Ich habe meine Spaß an dem Buch, und wenn´s hier keine heftigen Widersprüche gibt, will ich versuchen, in den nächsten Monaten jeweils zu Beginn die saisonalen Lebensmittelempfehlungen zu veröffentlichen, die Frau Böttcher der staunenden Leserin damals machte.

Hier also die Einkaufs- und Essensliste für den Juni 1882:

Essensliste fuer Juni

* Die früheste Auflage, die ich nachweisen kann ist:
Böttcher, Charlotte:Kraft und Stoff oder Deutsches Universal – Kochbuch, umfassend die ganze Praxis der Küche sowohl für die feinste Tafel, wie den einfachsten bürgerlichen Hausstand in den sorgfältigsten Unterweisungen, mehreren Tausenden ausgeprüfter Recepte. Ein gründliches Lehr-, vollständiges Hand- und unentbehrliches Hülfsbuch für die werdende und schon ausgebildete Köchin oder Hausfrau.Berlin, Schneider/ Wien, Prandel & Ewald/ Hamburg, Richter, 1863.  2. Auflage, XXXII, 1214 S.)

Tage der Commune

Keine Angst, das Fass „Machtergreifung durch das Proletariat“ mache ich hier nicht auf…

Mir fiel nur gerade auf, dass sich in diesen Tagen das Ende der Commune jährt – am 28. Mai 1871 endete die „blutige Maiwoche” in Paris.

 August Bebel sagte dazu am 25. Mai im Reichstag:

 „Meine Herren, und wenn auch im Augenblick Paris unterdrückt ist, dann erinnere ich Sie daran, daß der Kampf in Paris nur ein kleines Vorpostengefecht ist, daß die Hauptsache in Europa uns noch bevorsteht und daß, ehe wenige Jahrzehnte vergehen, der Schlachtruf des Pariser Proletariats ›Krieg den Palästen, Friede den Hütten, Tod der Not und dem Müßiggange!‹ der Schlachtruf des gesamten europäischen Proletariats werden wird.”

Tag der Literatur mit den Büchners

Gleich an zwei Veranstaltungen über die Büchners konnte ich gestern teilnehmen.

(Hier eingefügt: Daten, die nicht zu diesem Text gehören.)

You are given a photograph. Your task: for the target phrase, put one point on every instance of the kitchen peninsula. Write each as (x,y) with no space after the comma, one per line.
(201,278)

Zunächst hatte der Förderkreis für Kunst und Kultur in Zwingenberg zusammen mit dem Café Schoko und Wein zu einem literarischen Picknick eingeladen. Edda Fürst, Dieter Kullak, Hanns Werner und meine Wenigkeit  trugen Texte aus der tausendjährigen Zwingenberger Geschichte vor. Das neunzehnte Jahrhundert präsentierten wir mit Hinweisen auf Johann Georg Dieffenbach (1787-1848), den Wirt des bunten Löwen, der den Beinamen „Zeitgeist” ganz zu Recht trug. Er war der Motor der demokratischen Bewegung der zwanziger Jahre in Zwingenberg und wurde Abgeordneter der hessischen Volkskammer.

Auch Zwingenberger Geschichte:  Hanns Werner liest einen NS-Aufruf zur Versammlung am 29. Mai

Wie zahlreich Büchners Verbindungen nach Zwingenberg waren, konnte ich dann mit einigen Texten belegen: bekannt und bereits berichtet ist der Besuch Georg Büchners mit seinem Freund Muston beim Bruder Wilhelm in der Hofapotheke, auch Luises Erzählung vom kleinen Vagabund war schon bekannt. Dass Alexanders „Pfingstausflug” 1849 auch einen Zwischenstop bei Dieffenbach erzählt, war weniger bekannt, auch, dass Wilhem Bücher für Zwingenberg in den 1849/50er „Revolutionslandtag” einzog, war vielen neu. Friedrich Büchner, der Cosin „unserer Büchners”, war lange Jahre Lehrer und „Hilfspfarrer” in Zwingenberg, sein Drama „Coligny” konnte ich nur noch kurz erwähnen. Der Pate seines Sohnes Alexander war „unser” Alexander. Schließlich stellte ich noch die „Märchenmuhme” Martha Frohwein-Büchner vor, die mit ihren Mundartgedichten und -Erzählungen den Büchnerschen „Schreibwurmb” wie Anton Büchner, Wilhelms Enkel, ins zwanzigste Jahrhundert trug.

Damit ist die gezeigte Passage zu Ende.